The retail mutual fund market in Germany is poised for a spirited comeback over the next five years, with asset growth likely to be a shade under 8% per year on cautious estimates, Financial Times reports.

The forecast is based on a profile of the fund business published by German financial consulting firm Feri , which also predicts that foreign fund complexes will outpace domestic players in terms of growth.

Despite its lackluster performance the past four years, the market holds a number of key drivers for investment in mutual funds, which, coupled with further legal reforms and market improvements, should mean that 2004 will have marked the bottom of the current trough.

"The German market has been through a torrid time," Diana McKay, managing director at Feri, told the London newspaper. "But this has been more disappointing in Germany because there were much higher expectations for the market."

Low interest rates and an en masse call for pension reform in Germany continue to drive long-term growth, but perhaps even more significant is this year’s Investment Modernization Act, which eliminates the fiscal advantages of life insurance policies at the end of the year.
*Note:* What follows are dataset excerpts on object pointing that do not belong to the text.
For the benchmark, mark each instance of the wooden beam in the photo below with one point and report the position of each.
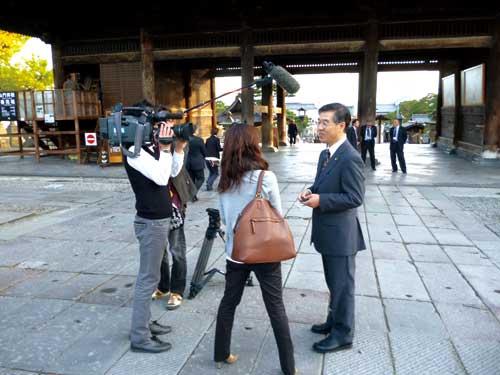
(247, 77)
(436, 43)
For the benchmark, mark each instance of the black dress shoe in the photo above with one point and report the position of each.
(159, 329)
(155, 345)
(322, 329)
(331, 344)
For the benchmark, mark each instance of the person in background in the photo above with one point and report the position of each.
(213, 149)
(242, 161)
(292, 132)
(398, 137)
(368, 136)
(352, 134)
(196, 161)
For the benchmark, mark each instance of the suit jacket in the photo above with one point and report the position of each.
(353, 136)
(335, 225)
(402, 136)
(373, 133)
(213, 147)
(196, 154)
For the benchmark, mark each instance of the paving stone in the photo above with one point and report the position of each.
(414, 318)
(412, 220)
(8, 216)
(365, 281)
(97, 351)
(427, 253)
(370, 355)
(450, 237)
(379, 219)
(467, 255)
(446, 284)
(116, 291)
(306, 361)
(490, 248)
(437, 222)
(39, 284)
(416, 234)
(486, 282)
(384, 234)
(419, 354)
(75, 287)
(480, 357)
(389, 250)
(193, 354)
(9, 277)
(469, 322)
(399, 279)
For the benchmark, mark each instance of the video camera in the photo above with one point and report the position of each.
(134, 125)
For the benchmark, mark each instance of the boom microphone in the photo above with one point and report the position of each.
(165, 115)
(282, 77)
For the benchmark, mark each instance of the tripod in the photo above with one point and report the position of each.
(200, 277)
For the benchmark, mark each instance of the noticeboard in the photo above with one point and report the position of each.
(8, 106)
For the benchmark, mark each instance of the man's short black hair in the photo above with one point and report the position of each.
(341, 112)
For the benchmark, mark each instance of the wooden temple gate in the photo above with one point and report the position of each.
(177, 66)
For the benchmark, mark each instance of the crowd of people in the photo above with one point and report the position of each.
(166, 178)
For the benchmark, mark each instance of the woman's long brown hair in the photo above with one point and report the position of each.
(241, 153)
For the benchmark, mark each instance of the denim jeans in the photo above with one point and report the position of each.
(174, 282)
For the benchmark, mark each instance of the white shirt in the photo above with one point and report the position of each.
(159, 171)
(333, 148)
(368, 134)
(395, 133)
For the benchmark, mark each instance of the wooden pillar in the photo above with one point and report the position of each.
(282, 130)
(58, 70)
(492, 123)
(267, 118)
(247, 57)
(147, 67)
(369, 86)
(439, 117)
(213, 103)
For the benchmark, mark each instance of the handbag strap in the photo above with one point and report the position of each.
(258, 194)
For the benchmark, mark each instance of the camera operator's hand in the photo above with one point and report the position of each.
(166, 131)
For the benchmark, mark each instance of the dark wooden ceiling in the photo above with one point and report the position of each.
(96, 19)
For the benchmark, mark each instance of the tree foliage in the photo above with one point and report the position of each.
(425, 105)
(31, 73)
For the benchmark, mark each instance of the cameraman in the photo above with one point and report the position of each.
(148, 175)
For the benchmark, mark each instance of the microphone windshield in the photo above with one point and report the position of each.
(282, 77)
(165, 115)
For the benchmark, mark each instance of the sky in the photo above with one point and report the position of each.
(318, 89)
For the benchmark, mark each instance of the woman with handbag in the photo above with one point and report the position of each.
(242, 162)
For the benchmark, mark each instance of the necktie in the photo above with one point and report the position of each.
(325, 162)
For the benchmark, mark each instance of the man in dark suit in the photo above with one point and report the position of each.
(213, 148)
(196, 161)
(368, 136)
(337, 191)
(352, 134)
(398, 136)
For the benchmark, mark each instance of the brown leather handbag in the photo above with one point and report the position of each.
(261, 234)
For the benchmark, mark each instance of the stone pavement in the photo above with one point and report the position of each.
(428, 287)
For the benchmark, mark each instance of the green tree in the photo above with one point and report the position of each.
(29, 74)
(425, 105)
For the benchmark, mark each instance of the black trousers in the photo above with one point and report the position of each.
(397, 150)
(339, 276)
(269, 276)
(370, 147)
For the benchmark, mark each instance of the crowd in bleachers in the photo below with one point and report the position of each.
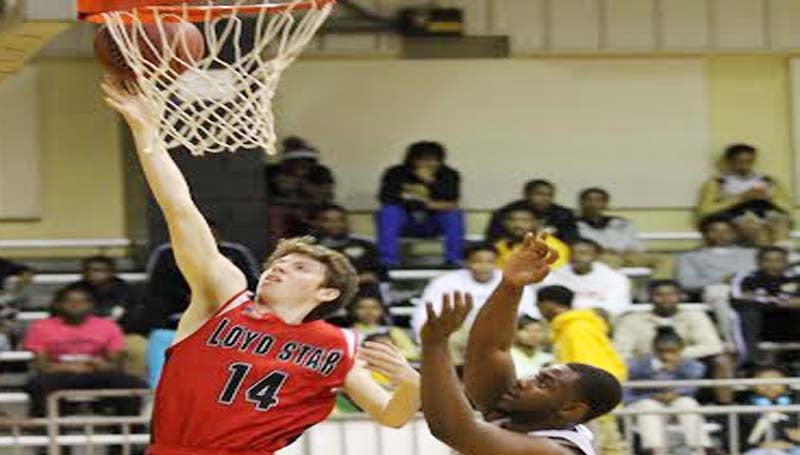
(104, 333)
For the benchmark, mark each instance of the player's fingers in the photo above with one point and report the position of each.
(552, 255)
(431, 314)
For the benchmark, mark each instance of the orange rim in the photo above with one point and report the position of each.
(181, 9)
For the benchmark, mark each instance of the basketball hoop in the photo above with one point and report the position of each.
(217, 103)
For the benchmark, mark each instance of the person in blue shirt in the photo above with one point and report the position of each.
(666, 363)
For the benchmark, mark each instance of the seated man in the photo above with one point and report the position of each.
(517, 222)
(595, 284)
(617, 236)
(553, 218)
(717, 261)
(331, 228)
(76, 350)
(116, 299)
(528, 352)
(768, 297)
(419, 198)
(539, 415)
(295, 185)
(479, 278)
(759, 205)
(635, 331)
(666, 362)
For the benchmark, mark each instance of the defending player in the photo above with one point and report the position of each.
(542, 415)
(248, 374)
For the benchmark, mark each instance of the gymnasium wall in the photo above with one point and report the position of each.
(82, 184)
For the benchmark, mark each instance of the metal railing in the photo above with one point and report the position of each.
(341, 434)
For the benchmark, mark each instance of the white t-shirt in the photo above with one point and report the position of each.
(603, 287)
(461, 280)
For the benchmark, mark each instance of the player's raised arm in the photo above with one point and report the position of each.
(447, 411)
(212, 278)
(488, 370)
(393, 409)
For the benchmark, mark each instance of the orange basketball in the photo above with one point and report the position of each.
(184, 37)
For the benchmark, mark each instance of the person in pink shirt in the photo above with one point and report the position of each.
(76, 350)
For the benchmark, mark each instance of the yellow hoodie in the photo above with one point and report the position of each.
(582, 336)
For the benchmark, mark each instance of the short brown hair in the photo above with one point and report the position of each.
(339, 272)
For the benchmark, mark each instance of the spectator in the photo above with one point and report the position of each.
(516, 223)
(480, 277)
(15, 281)
(666, 363)
(76, 350)
(332, 229)
(538, 195)
(635, 332)
(116, 299)
(294, 186)
(582, 336)
(595, 284)
(768, 297)
(419, 198)
(758, 205)
(717, 261)
(528, 351)
(770, 433)
(168, 292)
(368, 317)
(617, 236)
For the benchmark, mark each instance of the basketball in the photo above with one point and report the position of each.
(185, 38)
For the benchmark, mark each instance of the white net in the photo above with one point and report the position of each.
(223, 101)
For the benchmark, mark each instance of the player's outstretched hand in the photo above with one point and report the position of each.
(531, 262)
(125, 98)
(387, 360)
(437, 329)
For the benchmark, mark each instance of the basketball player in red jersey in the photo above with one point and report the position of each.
(541, 415)
(247, 374)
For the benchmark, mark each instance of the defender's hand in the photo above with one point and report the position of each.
(439, 328)
(531, 262)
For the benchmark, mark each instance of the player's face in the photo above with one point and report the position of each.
(368, 311)
(333, 223)
(742, 163)
(542, 395)
(294, 278)
(531, 335)
(593, 204)
(481, 265)
(720, 234)
(665, 300)
(519, 223)
(773, 263)
(541, 197)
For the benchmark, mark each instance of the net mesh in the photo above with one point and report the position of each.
(223, 101)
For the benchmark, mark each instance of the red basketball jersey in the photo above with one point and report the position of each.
(248, 384)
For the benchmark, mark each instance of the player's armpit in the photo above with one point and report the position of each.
(487, 439)
(389, 409)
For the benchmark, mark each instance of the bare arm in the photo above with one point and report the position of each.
(393, 409)
(489, 370)
(447, 411)
(211, 277)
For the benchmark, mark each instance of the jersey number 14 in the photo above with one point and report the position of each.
(264, 393)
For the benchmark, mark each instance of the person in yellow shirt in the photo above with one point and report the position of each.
(517, 222)
(583, 336)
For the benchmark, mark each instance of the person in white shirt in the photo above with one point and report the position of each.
(480, 277)
(595, 284)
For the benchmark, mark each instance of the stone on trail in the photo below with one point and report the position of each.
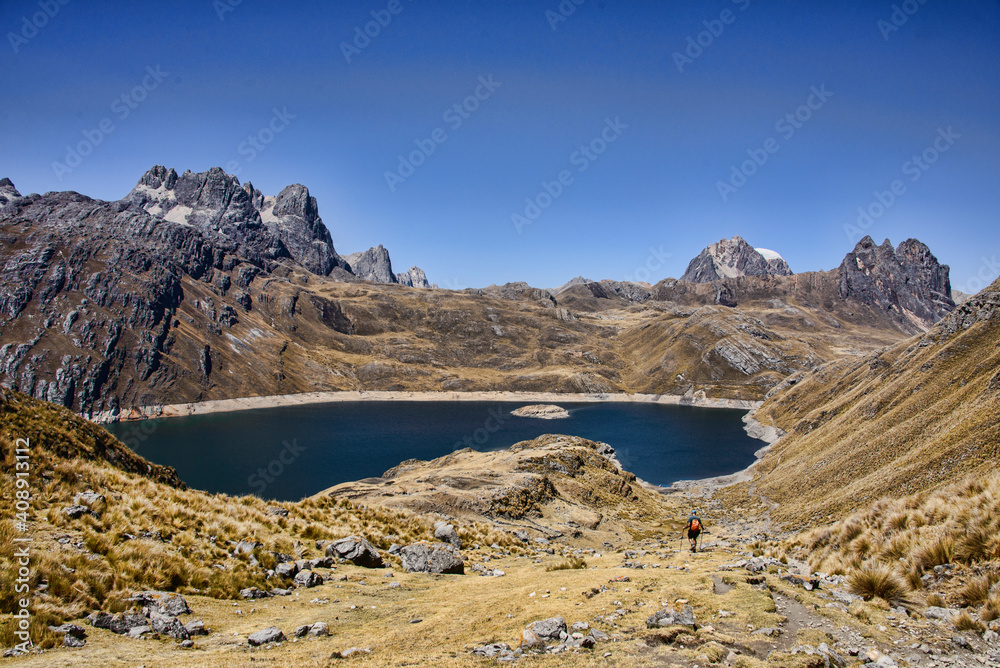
(264, 636)
(424, 557)
(672, 617)
(308, 579)
(537, 635)
(357, 550)
(162, 601)
(446, 533)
Feri expects the new legislation to be a boon for mutual funds.

McKay said that fund managers should brace for a period of intense client retention activity in 2006-2007 when many fund shareholders are likely to see their investments come back and cash out, possibly generating outflows from stock funds of more than 20 billion Euros.

Feri predicts that fund complexes are likely to see asset growth exceeding 10% per year, far outpacing that of domestic groups.